SQL Reading Group

4-5pm Thursdays
B60 CB3

Book

SQL for Data Scientists by Renee Teate

MySQL Installation and Farmer’s Market Database

Schedule

Meeting Chapters
June 19 1: Data sources
2: SELECT
June 26 3: WHERE
July 3 NO MEETING
July 10 4: CASE
5: JOINS
July 17 6: Aggregating
July 24 7: Window functions
July 31 8: Date and time
August 7 9: Exploratory data analysis
August 14 10: Building datasets
August 21 11: Advanced query structures

Thought Questions/Exercises

Chapter 1: Data sources
  1. How is a relational database different from a spreadsheet? How are they similar?
  2. When would you want to store data in a relational database rather than a spreadsheet?
  3. What is the difference between a database and a schema?
  4. What is a primary key? What is a foreign key?
  5. What is the primary key for the customer table? What about the market_date_info table? What about the customer_purchases table?
  6. What are three foreign keys in the customer_purchases table?
Chapter 2: The SELECT Statement
  1. What are the two functions/statements required for all SQL queries?
  2. Are SQL functions/statements case sensitive? Try a query using SELECT, select, Select, and sElEcT. Do they all work?
  3. What is the role of spaces, line breaks, and tabs in SQL queries?
  4. What two pieces of information do you need to use the FROM statement?
  5. What is the default sorting order for ORDER BY?
  6. Which statement returns only first N rows, where the user can specify the number N?
  7. When you use ROUND to round a column of numbers, does that change the values in the original table?
  8. What happens if you concatenate two columns without specifying a delimiter?
  9. Write a query that combines the three columns of vendor_booth_assignments separated by underscores to create a column that is a primary key. Name that column key.
Chapter 3: The WHERE Clause
  1. Under what circumstances would you put quotes around a number?
  2. Let’s say your WHERE statement has three conditional statements. How many conditional statements have to be TRUE to keep a row when using AND? What about when using OR?
  3. If you want to use a WHERE statement to subset rows for customer_ids 3 and 4, which logical operator should you use?
  4. How do we specify the order of operations for evaluating conditional statements?
  5. Return a subset of the customer_purchases table for transactions involving more than 15 items purchased.
  6. Return a subset of the customer_purchases for customer ids 2-5 using three different techniques.
  7. Why does this statement not work?
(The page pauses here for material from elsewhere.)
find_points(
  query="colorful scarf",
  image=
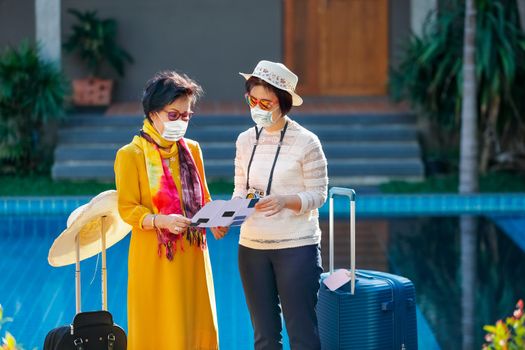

WHERE customer_id = NULL
  8. What is a subquery?
Chapter 4: CASE Statements
  1. What is feature engineering and why is it called that?
  2. How do you return values that include specific character strings?
  3. What happens to values that don’t meet the conditions specified in WHEN statements if there is no ELSE provided?
  4. What happens if a value in a column meets multiple WHEN conditional statements?
  5. What column name is assigned if you don’t assign a new column name with AS?
  6. How can you create dummy variables with CASE?
Chapter 5: SQL JOINs
  1. What does one-to-many mean in joins?
  2. What does LEFT refer to in a LEFT JOIN?
  3. How could we use SELECT to remove one of the duplicate column names for product_category_id in Figure 5.5?
  4. When using a LEFT JOIN, what happens if a key value in the left table does not have a corresponding key value in the right table?
  5. What is table aliasing, and how do you use it?
  6. How is an INNER JOIN different from a LEFT JOIN and RIGHT JOIN?
  7. How many joins can you do at a time?
Chapter 6: Aggregating Results for Analysis
  1. Why was vendor_id not included in the query generating Figure 6.6?
  2. What is the difference between COUNT and COUNT DISTINCT?
  3. Write a query that returns the earliest and latest transactions (using transaction_time) in the customer_purchases table.
  4. Write a query that returns the earliest and latest transactions (using transaction_time) for each vendor in the customer_purchases table.
  5. Write a query that returns the total number of different products for each vendor, along with the average quantity of items sold per vendor using the customer_purchases table.
  6. What is the difference between WHERE and HAVING?
Chapter 7: Window Functions and Subqueries
  1. How is a window function different from GROUP BY?
  2. Write a query that creates a column called daily_number that numbers all of the purchases in a day from customer_purchases in order from earliest to latest purchase.
  3. Write a query that uses the daily_number column to find the product information for the first purchase of every day.
  4. When there are subqueries, are the inner or outer queries processed first?
  5. How can you execute just a subquery part of a query?
  6. What is the difference between ROW_NUMBER and RANK?
Chapter 8: Date and Time Functions
  1. How would you return only a year from a datetime column?
  2. How are datetimes stored in MySQL?
  3. What is the difference between DATEDIFF and TIMESTAMPDIFF?
  4. What does CURDATE do?
  5. Write a query that finds the average duration of a market.
  6. Write a query that finds the average duration of a market for each market start time.
  7. Write a query that finds the time between first and last daily purchase for customers with more than one purchase in a day.
Chapter 9: Exploratory Data Analysis with SQL
Chapter 10: Building SQL Datasets for Analytical Reporting
Chapter 11: More Advanced Query Structures
Chapter 12: Creating Machine Learning Datasets Using SQL
Chapter 13: Analytical Dataset Development Examples
Chapter 14: Storing and Modifying Data